Il enjamba les corps qui jonchaient la vaste prairie ; des soldats, pour la plupart, et quelques magiciens éparpillés. Une hécatombe comme le royaume n’en avait jamais connue. Owen aurait pu les pleurer, mais il ne connaissait pas un seul d’entre eux. Chevalier errant, il n’était pas du genre à s’attacher ou à créer des liens amicaux. A part avec Marie…
Il devait se mettre en route mais, avant toute chose, se débarbouiller et apprécier la gravité de l’ensemble de ses blessures. Avec précaution, il descendit dans un vallon peu profond. En s’humectant le visage avec l’eau de la rivière, il réalisa à quel point la soif le tiraillait. Après avoir absorbé d’innombrables gorgées, il se nettoya succinctement le corps.
Le froid ne l’effrayait pas et le réconfort apporté par la douceur de l’eau surpassait toute réserve de la part d’Owen. L’entaille dans son dos l’avait terrassé sur le coup, mais elle avait présentement cessé de suinter. Elle ne devait pas être profonde. Owen ne pouvait en revanche pas en dire autant de la longue estafilade qui scindait son visage.
Doucement, il humidifia la croute de sang séché afin de la ramollir, puis la décrocha avec délicatesse. Le sang ne se fit pas attendre, et un pus épais et blanchâtre se joignit au premier écoulement. Ce dernier suppurait principalement de son orbite, le reste de la blessure étant moins grave. Il fallait suturer, et vite.

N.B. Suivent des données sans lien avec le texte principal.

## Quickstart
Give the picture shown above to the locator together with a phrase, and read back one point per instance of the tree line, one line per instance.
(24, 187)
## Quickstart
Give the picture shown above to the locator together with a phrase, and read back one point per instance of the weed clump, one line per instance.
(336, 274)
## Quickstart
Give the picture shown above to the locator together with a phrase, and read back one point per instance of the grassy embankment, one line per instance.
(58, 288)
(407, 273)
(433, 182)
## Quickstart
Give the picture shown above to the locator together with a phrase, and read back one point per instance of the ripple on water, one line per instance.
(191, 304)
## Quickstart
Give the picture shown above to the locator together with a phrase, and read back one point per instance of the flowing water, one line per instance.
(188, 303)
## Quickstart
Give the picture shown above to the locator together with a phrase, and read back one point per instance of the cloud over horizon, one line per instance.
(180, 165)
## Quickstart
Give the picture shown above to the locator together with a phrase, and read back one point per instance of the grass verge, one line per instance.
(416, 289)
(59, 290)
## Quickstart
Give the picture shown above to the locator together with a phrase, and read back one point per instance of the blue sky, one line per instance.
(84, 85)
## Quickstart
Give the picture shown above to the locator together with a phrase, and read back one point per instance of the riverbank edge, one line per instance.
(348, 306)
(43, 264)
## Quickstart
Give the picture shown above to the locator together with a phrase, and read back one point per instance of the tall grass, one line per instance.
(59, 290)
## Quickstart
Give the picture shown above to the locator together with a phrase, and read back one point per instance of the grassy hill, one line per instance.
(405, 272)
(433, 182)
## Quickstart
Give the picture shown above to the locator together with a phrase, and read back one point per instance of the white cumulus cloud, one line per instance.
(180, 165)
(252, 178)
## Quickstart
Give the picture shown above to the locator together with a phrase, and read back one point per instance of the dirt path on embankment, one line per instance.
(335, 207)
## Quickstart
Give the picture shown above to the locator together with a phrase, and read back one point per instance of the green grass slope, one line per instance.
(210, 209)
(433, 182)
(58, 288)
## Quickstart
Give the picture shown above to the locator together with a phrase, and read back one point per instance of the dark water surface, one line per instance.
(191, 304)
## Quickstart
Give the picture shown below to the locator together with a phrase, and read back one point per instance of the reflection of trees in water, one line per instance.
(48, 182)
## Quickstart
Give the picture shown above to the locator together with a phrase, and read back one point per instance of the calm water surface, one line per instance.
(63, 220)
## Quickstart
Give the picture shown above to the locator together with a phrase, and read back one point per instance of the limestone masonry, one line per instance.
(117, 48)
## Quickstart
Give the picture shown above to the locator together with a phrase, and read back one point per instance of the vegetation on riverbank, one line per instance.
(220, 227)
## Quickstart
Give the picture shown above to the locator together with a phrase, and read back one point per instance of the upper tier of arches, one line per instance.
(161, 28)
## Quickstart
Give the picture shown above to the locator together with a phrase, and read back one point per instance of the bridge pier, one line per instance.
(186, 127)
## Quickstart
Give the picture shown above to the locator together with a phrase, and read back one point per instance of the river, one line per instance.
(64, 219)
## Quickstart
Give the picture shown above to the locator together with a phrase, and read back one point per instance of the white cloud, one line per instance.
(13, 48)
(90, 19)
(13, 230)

Sur le plateau, il avait repéré des reliquats flottants de magie. Owen n’était pas magicien, mais il savait que ces flammèches électriques feraient l’affaire. La remontée du vallon fut plus aisée que la descente. Soit la douleur s’était adoucie, soit ses muscles commençaient à s’accoutumer à leur peine.
Owen retourna dans le champ de cadavres, puisque c’était en ce lieu que les résidus magiques voletaient. Les magiciens du royaume avaient le pouvoir d’ouvrir des portails sur un autre monde, depuis lequel ils mandaient des forces éthérées. Chacune d'elle portait le nom de magie, sort ou sortilège. En fait, le nom importait peu.
De toute façon, la magie s’était comme évaporée durant la bataille. Pourquoi ? Owen n’en avait pas la moindre idée. Ce dont il était sûr, en revanche, c’était que ce phénomène leur avait couté la victoire.
Owen s’approcha de l’un des portails encore ouverts pour quelque raison inconnue et inséra son couteau dedans. La magie chauffa sa lame jusqu’à la rougir. Le chevalier admira, non sans anxiété, la dague ardente. Le temps lui était compté, il ne pouvait se permettre de jouer avec les minutes.
Pour Marie. Pour Espérance.
Le métal brûlant se posa sur la chair endolorie.